Objective: To evaluate the comparative study of anti-inflammatory, anti-arthritic activity of methanol extract of Flemingia stricta and Nymphaea nouchali leaf.

Methods: Human Red Blood Cell (HRBC) membrane stabilization method was evaluated for anti-inflammatory activity. Anti-denaturation method was performed by using Bovine Serum Albumin (BSA) to evaluate the anti-arthritic potential.

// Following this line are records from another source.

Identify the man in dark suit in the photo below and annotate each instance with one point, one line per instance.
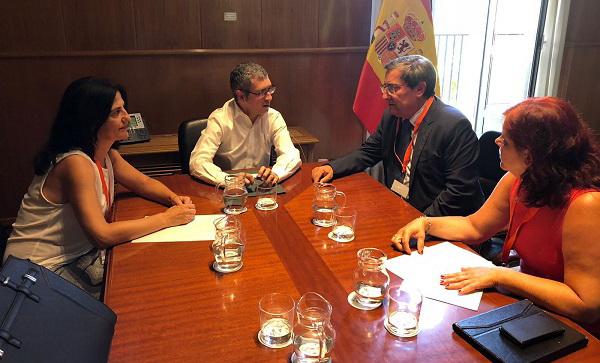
(429, 150)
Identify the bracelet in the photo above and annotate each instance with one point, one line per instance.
(427, 223)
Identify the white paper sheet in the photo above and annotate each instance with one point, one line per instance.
(200, 229)
(424, 271)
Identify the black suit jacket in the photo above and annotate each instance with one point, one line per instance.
(444, 179)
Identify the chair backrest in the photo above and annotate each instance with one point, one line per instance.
(187, 136)
(489, 162)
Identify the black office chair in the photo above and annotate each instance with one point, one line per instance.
(187, 135)
(490, 174)
(489, 162)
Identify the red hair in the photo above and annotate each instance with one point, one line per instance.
(559, 149)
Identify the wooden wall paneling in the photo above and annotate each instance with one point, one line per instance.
(99, 25)
(29, 96)
(167, 24)
(289, 23)
(344, 23)
(579, 70)
(170, 89)
(579, 82)
(316, 91)
(337, 77)
(244, 33)
(31, 25)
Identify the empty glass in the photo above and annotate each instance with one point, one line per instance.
(234, 193)
(266, 197)
(313, 333)
(276, 320)
(403, 310)
(324, 203)
(344, 222)
(228, 246)
(370, 279)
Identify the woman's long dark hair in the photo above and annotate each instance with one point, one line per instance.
(85, 106)
(558, 147)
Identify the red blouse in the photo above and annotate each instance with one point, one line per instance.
(539, 240)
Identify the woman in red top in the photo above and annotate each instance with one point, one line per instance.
(550, 201)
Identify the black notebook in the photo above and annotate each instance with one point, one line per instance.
(519, 332)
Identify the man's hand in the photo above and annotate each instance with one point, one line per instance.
(180, 199)
(268, 176)
(322, 174)
(248, 179)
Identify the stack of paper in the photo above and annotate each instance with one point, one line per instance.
(424, 271)
(200, 229)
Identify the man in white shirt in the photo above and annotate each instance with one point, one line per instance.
(240, 134)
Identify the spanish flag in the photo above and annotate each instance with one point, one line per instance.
(403, 27)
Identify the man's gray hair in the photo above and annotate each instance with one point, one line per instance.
(242, 75)
(415, 68)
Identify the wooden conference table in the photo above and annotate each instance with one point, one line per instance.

Results: The in vitro anti-inflammatory activity of the methanol extracts of Flemingia stricta and Nymphaea nouchali showed 81.85±0.67% (P<0.01) and 85.59±0.58% (P<0.01) of membrane stabilization at 1000µg/ml conc. and 51.85±0.49% (P<0.01) and 70.63±0.50% (P<0.01) at 31.25µg/ml respectively. All the results were compared with standard Diclofenac which showed 93.15±1.03% protection at 1000µg/ml conc. The in vitro study on both leaves also showed the presence of significant anti-arthritic activity. Here the extracts showed 70.43±1.42% (P<0.01) and 83.33±0.54% of protein denaturation at the highest conc. (1000 µg/ml) and 39.25±1.08% (P<0.01) and 38.71±0.93% (P<0.01) at the lowest conc. (31.25µg/ml), in where the standard drug displayed the 86.56±2.15% at 1000ug/ml and 51.08±1.42% at 31.25 µg/ml.

Conclusion: These results suggest that both the methanol extract of Flemingia stricta and Nymphaea nouchali possess significant anti-inflammatory and anti-arthritic activity.

Keywords: Flemingia stricta, Nymphaea nouchali, Anti-inflammatory, Anti-arthritic, HRBC, Protein denaturation.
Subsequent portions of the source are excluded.